Lemon Meringue Baked Oats in a Ramekin Dish Lemon Meringue Baked Oats in a Ramekin Dish
INGREDIENTS:
- 45g oatbran
- ½ tablespoon sweetener
- ¼ teaspoon baking powder
- 1 egg
- 1 teaspoon lemon extract
- 1 tablespoon lemon curd
- 2 heaped tablespoons fat free greek yogurt
Italian Meringue:
- 1 egg, whites only
- 25g caster sugar
- 25ml cold water
METHOD:
- Preheat oven 180°C fan.
- Add the dry ingredients to a bowl and give a quick mix.
- In another bowl whisk the egg and lemon extract until pale, add the yogurt mix.
- Stir the egg mixture into the dry ingredients until well combined.

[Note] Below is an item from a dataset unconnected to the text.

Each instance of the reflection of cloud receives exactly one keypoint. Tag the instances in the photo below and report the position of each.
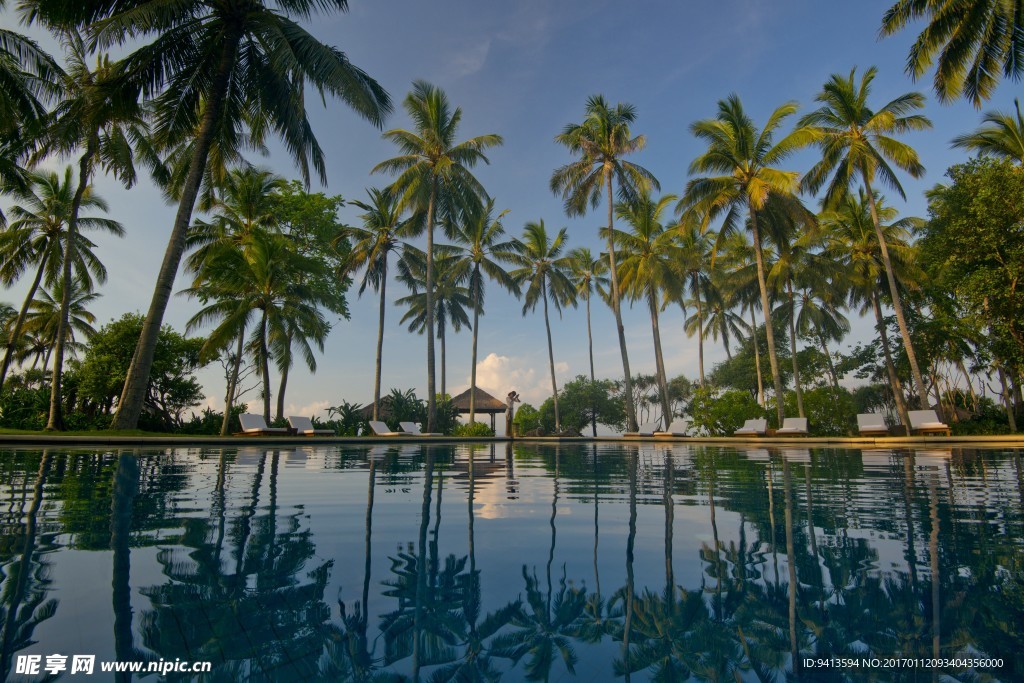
(500, 374)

- Leave to soak for a few minutes.
- Pour your mixture into your desired dish, leaving a few spoonful’s behind.
- Add the curd into the centre and cover with the last few spoons of the mix.

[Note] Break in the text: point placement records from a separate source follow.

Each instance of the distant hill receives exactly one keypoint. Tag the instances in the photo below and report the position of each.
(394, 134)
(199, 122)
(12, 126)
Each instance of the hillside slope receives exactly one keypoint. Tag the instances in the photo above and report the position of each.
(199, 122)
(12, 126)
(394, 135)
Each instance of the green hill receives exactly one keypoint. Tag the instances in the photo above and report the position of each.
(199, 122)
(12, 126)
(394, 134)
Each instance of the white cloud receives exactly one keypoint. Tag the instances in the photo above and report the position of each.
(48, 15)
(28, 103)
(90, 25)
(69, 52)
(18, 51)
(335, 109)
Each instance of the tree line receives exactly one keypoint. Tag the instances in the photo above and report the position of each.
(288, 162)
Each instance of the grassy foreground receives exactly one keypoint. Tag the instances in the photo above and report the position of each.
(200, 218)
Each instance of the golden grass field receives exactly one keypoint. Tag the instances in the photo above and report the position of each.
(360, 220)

- Bake in the oven for 25 – 30 minutes.
- The last 5 minutes of cooking time prepare your meringue.
- Whisk the egg white until they just start to make soft peaks.

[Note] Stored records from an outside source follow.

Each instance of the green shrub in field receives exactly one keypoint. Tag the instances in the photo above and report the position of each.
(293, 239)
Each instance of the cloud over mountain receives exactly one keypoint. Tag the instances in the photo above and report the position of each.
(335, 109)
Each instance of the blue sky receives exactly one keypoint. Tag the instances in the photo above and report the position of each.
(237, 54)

- In a small heavy duty saucepan add your sugar and water and bring to a boil until a sugar thermometer reaches 135°.
- Once the temperature is met slowly pour the hot sugar into the meringue but keep whisking until you get glossy stiff peaks.
- Add the meringue to the top of your oatbran and use a blowtorch to colour the top, alternatively pop under a hot grill for a few minutes.
NOTES:
- Make sure your sugar hits the right temperature as this ensure the egg white “cooks” when you whisk the sugar syrup into the whites, blow torching or grilling for a few seconds just gives it a crispy top.
- You can also just make a normal meringue topping by whisking the sugar and egg white and adding to the oatbran half way through cooking time.